E così, alla fine, l’indicizzazione ha ucciso Matteo Messina Denaro prima della malattia. Dove non poterono i nemici, dove non poté il cancro (lo aveva predetto, ‘u siccu, il magro: “non morirò di cancro”), poté la Seo, la search engine optimization: siti, anche famosi e rispettabili, hanno dato con vari giorni di anticipo la notizia della morte del boss soltanto per essere primi su Google a morte avvenuta e facendo stranamente coincidere la morte di Giorgio Napolitano, famoso anche per le sue posizioni (o non posizioni) sulla trattativa stato-mafia della quale (ove ci fosse stata od ove fosse ancora in essere, dipende dalle opinioni) Matteo Messina Denaro è stato, dopo la morte del suo maestro Totò Riina, protagonista indiscusso, facendo parte di quella “cumacca” favorevole al proseguimento della strategia della tensione contro lo Stato. Oggi l’indicizzazione è la fonte più importante per le notizie, contano i click, non le fonti verificate, per cui, per noi, Matteo Messina Denaro è morto, qualche giorno fa, ucciso da Google e dai suoi sodali. È forse il primo omicidio dell’Intelligenza Artificiale.

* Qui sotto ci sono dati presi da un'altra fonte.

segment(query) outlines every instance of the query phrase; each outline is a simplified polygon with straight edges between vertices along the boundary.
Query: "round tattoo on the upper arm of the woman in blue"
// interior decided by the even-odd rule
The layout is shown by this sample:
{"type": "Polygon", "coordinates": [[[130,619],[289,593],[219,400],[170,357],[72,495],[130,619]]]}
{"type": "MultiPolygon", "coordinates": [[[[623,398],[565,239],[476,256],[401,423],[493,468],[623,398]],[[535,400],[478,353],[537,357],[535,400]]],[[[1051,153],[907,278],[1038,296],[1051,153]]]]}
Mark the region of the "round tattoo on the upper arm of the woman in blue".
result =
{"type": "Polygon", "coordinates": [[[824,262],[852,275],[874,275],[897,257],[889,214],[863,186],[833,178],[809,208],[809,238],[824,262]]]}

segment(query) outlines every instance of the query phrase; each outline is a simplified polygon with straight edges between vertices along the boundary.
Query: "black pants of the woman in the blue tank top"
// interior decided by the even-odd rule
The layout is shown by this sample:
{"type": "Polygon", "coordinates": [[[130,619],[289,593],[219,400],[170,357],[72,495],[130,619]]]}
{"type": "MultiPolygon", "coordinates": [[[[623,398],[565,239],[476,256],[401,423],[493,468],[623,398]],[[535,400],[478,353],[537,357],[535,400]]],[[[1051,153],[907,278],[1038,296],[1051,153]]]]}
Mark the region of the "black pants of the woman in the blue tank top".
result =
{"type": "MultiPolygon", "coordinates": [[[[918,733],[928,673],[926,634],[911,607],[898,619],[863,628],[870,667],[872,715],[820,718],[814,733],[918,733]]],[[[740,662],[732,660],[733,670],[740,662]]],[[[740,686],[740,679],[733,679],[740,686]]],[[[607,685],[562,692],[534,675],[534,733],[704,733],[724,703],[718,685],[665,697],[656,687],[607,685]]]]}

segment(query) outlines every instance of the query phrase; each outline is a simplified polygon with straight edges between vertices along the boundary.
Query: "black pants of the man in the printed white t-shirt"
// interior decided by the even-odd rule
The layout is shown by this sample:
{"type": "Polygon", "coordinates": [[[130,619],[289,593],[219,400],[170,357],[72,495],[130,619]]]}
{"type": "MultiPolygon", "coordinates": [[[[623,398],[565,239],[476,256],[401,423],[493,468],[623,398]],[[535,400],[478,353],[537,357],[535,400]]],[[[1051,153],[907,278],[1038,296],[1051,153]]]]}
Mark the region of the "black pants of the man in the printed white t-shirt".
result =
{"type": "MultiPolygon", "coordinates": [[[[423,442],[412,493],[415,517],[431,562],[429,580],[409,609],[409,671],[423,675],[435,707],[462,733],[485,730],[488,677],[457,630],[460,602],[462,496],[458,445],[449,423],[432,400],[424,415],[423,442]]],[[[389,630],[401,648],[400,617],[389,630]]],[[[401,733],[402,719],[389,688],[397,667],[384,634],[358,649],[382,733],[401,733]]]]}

Poi è morto davvero.
Le smentite successive non hanno fatto altro che amplificarne il decesso avvenuto (ogni smentita è una notizia data due volte), così come la notizia della morte venne falsamente data da Marco Buffa poi redarguito aspramente da Piero di Natale: "Ignazieddu vivo è!”, discussione intercettata grazie alla quale gli investigatori scopriranno il nome con il quale, in procinto di essere arrestato, si faceva chiamare: “Ignazieddu”, appunto. Quella intercettazione “Ignazieddu è morto”, “No Ignazieddu vivo è” (che somigliava ai whatsapp di ieri: “Ma Repubblica e Fanpage dicono che è morto”, “No, è solo il titolo per l’indicizzazione, l’articolo non c’è”) scattò poi l’operazione “Hesperia” che infine portò alla cattura. Intercettazioni nei bar di paese, personaggi minori che si vantano di sapere cose, pizzini che riguardano supermercati, spostamento terre, agricoltura, boss presi in casolari malmessi a causa di mutande sporche, o in asfissianti stanzette bunkerizzate. Certo ci sono le bombe, i morti ammazzati, il ragazzino sciolto nell’acido (il suo sequestro era stato ordinato proprio da Messina Denaro - che dopo l’arresto negò di avere dato l’ordine di ucciderlo, scaricando l’intera colpa su Giovanni Brusca. Certo c’è la possibilità della trattativa stato-mafia destinata ad essere – forse – studiata dagli storici; anche se le intercettazioni telefoniche tra Giorgio Napolitano (all’epoca residente della Repubblica) e Nicola Mancino (all’epoca ministro dell’Interno) sono state distrutte per espresso desiderio del “re Giorgio”.
Certo ci sono Giovanni Falcone e Paolo Borsellino, Beppe Montana, Pippo Fava, ci sono anche quelli che non c’entravano niente né con la mafia, né con lo Stato e manco con la trattativa e che ci andarono di mezzo. Ci sono violenze e “superchierie”, ingiustizie, pazzie, terrore e orrore. Ma resta questa sensazione “cheap”, quest’odore di cavoli, le giocate, i ristoranti, le liti con la figlia, le lettere alle amanti, il ritorno del giubbotto di montone in puro stile anni Ottanta, i Ray-Ban a goccia, le letture deliranti delle biografie storiche che tra un pizzino e una ficcatina rappresentavano la vita di Matteo Messina Denaro tra la ricerca di prestanomi per aprire stazioni di servizio, lo strangolamento di una donna incinta di tre mesi, una mano a sette e mezzo. Hannah Arendt fu molto criticata per avere detto, e scritto, “La banalità del male: Eichmann a Gerusalemme”. Nei giorni in cui “Oppenheimer” è ancora in classifica, pensando al grande traffico internazionale della droga, alle industrie delle armi, alle guerre, alle deportazioni, agli orrori tutti, verrebbe da dire che tutta questa faccenda, sulla quale adesso centinaia di esperti o sedicenti tali diranno qualcosa di profondo e molto siciliano, tra il misterioso, il codificato, la massoneria, i livelli, le parole in dialetto, non è altro che l’ennesima minchiata, minchiata col botto, anzi con molti botti, con un’occhio all’abbigliamento e un altro all’indicizzazione. La banalità del male. Appunto.